Dark Stegodyphus Velvet Spider
- Conservation status: Least Concern (SANBI Red List)

Scientific classification
- Kingdom: Animalia
- Phylum: Arthropoda
- Subphylum: Chelicerata
- Class: Arachnida
- Order: Araneae
- Infraorder: Araneomorphae
- Family: Eresidae
- Genus: Stegodyphus
- Species: S. sabulosus
- Binomial name: Stegodyphus sabulosus Tullgren, 1910

= Stegodyphus sabulosus =

- Authority: Tullgren, 1910
- Conservation status: LC

Species of spider

Stegodyphus sabulosus is a species of spider in the family Eresidae. It is found in Kenya, Tanzania, Eswatini, and South Africa, where it is commonly known as the dark Stegodyphus velvet spider.

==Distribution==
Stegodyphus sabulosus is found in four African countries: Kenya, Tanzania, Eswatini, and South Africa. In South Africa, the species is recorded only from Kruger National Park at Nwambiya Pan in Limpopo province.

==Habitat and ecology==
The species has been sampled from the Savanna biome at altitudes ranging from 319 to 418 m above sea level.

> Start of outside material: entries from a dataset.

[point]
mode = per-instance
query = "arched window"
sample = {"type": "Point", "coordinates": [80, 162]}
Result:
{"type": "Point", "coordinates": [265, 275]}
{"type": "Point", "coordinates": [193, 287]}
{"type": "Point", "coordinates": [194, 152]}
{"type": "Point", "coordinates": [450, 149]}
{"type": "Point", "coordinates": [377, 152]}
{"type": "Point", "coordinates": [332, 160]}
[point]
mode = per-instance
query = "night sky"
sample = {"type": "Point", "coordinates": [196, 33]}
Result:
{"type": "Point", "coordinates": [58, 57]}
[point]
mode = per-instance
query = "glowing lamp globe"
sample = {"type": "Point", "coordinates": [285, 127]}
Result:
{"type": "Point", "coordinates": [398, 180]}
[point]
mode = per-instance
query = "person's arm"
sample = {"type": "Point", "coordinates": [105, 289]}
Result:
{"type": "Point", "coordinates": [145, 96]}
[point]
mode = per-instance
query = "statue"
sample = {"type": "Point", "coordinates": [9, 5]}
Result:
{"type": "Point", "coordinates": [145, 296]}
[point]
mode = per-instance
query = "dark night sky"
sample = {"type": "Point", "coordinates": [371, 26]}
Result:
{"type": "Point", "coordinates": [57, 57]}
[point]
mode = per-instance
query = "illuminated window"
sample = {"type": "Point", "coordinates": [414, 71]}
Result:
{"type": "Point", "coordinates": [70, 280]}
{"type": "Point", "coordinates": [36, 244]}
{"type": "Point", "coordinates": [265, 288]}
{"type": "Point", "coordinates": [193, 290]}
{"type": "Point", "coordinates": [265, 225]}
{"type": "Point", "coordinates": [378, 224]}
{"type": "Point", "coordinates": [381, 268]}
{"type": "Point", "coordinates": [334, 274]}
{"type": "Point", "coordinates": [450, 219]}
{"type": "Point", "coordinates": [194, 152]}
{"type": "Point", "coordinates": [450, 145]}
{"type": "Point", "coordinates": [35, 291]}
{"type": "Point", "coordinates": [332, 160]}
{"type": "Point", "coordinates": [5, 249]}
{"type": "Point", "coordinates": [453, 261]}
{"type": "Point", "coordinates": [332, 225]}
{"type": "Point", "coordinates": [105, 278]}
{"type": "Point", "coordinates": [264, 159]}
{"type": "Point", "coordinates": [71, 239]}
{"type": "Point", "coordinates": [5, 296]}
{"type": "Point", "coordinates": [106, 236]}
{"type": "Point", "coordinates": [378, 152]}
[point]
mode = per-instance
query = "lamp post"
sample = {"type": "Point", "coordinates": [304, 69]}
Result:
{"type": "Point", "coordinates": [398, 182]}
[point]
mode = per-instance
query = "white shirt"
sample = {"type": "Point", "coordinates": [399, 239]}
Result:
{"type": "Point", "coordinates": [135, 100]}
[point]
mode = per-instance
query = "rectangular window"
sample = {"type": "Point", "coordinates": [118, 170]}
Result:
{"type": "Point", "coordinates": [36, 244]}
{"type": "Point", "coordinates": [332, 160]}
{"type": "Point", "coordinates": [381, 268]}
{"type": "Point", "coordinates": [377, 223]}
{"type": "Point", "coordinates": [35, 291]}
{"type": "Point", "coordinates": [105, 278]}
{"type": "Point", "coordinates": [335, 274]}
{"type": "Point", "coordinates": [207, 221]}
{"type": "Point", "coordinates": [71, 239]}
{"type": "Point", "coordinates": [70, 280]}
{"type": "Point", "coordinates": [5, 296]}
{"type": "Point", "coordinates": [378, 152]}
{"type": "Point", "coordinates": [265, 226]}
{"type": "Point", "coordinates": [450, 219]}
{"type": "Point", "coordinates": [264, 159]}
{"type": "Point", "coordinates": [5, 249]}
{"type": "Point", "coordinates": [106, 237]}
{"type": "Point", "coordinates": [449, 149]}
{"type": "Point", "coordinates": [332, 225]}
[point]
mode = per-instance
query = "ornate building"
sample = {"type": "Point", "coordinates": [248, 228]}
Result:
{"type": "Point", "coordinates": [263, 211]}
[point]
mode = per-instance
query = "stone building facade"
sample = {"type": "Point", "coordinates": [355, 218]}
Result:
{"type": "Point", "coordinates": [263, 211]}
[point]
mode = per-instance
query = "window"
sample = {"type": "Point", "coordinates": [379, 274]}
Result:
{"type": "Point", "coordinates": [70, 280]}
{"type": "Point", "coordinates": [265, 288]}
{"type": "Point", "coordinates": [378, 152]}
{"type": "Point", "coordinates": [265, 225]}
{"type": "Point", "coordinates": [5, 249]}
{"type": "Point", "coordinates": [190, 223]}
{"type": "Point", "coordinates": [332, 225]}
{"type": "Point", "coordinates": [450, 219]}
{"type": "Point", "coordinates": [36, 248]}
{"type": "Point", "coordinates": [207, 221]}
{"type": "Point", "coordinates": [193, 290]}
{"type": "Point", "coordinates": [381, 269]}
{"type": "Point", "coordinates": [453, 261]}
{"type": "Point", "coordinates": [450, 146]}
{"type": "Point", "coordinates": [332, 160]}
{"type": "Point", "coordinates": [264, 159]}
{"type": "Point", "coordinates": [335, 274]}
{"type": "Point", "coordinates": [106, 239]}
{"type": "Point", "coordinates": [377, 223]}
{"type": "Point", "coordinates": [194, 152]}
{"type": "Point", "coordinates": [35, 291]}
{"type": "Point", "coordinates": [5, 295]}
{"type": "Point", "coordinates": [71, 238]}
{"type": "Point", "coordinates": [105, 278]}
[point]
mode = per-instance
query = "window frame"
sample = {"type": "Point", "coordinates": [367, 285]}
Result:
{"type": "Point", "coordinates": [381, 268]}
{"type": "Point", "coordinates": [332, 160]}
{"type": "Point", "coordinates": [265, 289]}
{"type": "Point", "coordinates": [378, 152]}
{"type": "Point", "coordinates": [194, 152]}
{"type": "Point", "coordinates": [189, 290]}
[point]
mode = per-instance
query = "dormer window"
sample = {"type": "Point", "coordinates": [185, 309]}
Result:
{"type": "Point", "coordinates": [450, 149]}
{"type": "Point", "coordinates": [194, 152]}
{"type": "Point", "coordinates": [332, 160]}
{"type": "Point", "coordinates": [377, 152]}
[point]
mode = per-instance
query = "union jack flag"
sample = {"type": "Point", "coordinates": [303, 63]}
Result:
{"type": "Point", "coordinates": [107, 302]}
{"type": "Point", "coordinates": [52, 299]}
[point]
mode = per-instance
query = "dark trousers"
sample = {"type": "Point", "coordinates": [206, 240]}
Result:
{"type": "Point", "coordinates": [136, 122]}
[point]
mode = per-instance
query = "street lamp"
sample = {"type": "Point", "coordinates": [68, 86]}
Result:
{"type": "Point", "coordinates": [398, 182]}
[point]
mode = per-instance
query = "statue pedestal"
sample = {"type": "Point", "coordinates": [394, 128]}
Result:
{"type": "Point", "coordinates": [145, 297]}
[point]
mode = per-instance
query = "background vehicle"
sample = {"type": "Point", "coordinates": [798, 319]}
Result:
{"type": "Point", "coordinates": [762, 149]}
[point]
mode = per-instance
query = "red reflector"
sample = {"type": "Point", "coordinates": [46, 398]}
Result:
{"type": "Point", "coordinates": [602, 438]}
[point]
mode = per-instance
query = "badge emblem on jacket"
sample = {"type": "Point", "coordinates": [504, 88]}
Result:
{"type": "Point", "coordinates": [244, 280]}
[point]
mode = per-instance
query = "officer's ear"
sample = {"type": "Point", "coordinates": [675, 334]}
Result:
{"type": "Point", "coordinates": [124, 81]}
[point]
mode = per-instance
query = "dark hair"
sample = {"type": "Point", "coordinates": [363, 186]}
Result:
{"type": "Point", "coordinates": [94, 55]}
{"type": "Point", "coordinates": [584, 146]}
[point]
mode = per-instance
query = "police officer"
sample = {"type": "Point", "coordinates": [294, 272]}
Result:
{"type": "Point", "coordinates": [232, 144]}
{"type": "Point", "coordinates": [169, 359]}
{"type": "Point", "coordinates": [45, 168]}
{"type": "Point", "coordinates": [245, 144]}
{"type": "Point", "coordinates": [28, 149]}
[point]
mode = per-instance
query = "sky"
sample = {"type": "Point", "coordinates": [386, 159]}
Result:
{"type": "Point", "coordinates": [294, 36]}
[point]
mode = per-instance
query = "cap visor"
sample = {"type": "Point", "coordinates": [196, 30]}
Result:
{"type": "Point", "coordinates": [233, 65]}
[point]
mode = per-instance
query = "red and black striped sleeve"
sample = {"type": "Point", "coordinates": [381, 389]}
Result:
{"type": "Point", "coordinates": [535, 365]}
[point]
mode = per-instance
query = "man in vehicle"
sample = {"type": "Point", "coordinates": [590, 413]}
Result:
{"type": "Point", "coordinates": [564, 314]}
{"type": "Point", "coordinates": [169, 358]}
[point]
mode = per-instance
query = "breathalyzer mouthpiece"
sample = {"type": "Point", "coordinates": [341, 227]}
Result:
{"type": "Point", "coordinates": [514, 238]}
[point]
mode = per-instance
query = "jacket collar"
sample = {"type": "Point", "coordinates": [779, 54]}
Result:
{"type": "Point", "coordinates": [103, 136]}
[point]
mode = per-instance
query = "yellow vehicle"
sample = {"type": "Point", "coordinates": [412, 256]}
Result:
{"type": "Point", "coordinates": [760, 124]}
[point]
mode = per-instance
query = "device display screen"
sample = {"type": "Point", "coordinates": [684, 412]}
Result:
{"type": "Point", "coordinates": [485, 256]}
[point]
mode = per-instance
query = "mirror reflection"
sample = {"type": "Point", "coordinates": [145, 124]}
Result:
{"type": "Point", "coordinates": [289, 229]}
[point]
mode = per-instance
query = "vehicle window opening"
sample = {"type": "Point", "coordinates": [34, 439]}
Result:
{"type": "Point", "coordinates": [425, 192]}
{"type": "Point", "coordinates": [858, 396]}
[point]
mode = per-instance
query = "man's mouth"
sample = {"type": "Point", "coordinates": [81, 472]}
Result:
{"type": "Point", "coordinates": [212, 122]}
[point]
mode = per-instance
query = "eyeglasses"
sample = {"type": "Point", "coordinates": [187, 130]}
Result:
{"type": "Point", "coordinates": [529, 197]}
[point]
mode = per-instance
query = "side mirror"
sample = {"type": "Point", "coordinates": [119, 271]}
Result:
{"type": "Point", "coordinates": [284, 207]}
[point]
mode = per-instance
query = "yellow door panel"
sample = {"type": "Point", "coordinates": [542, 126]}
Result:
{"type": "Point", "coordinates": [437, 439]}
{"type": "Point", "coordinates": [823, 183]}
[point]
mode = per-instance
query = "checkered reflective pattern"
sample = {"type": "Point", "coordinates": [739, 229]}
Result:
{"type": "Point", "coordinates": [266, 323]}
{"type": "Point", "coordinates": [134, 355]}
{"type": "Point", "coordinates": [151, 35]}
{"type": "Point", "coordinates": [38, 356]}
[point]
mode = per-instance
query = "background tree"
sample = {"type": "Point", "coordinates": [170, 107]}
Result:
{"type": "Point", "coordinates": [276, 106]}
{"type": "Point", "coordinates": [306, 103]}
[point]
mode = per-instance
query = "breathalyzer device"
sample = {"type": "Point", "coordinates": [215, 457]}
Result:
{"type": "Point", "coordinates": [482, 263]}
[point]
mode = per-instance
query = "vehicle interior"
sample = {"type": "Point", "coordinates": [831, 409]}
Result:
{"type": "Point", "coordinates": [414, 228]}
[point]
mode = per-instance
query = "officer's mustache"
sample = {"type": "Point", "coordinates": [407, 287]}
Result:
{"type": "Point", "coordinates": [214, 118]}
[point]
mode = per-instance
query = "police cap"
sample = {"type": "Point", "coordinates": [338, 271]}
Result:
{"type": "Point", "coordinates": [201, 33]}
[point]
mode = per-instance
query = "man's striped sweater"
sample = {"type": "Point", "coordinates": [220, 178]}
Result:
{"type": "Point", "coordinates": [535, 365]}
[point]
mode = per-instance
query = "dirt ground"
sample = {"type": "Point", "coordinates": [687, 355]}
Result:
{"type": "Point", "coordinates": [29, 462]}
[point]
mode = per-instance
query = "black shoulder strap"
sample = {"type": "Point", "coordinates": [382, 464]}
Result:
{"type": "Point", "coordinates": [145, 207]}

Stegodyphus sabulosus constructs retreat-webs on vegetation.

==Description==

Stegodyphus sabulosus is known only from the female.

==Conservation==
Stegodyphus sabulosus is listed as Least Concern by the South African National Biodiversity Institute due to its wide geographical range. It is protected in Kruger National Park.

==Taxonomy==
The species was originally described by Albert Tullgren in 1910 from Tanzania. It was revised by Kraus & Kraus in 1989.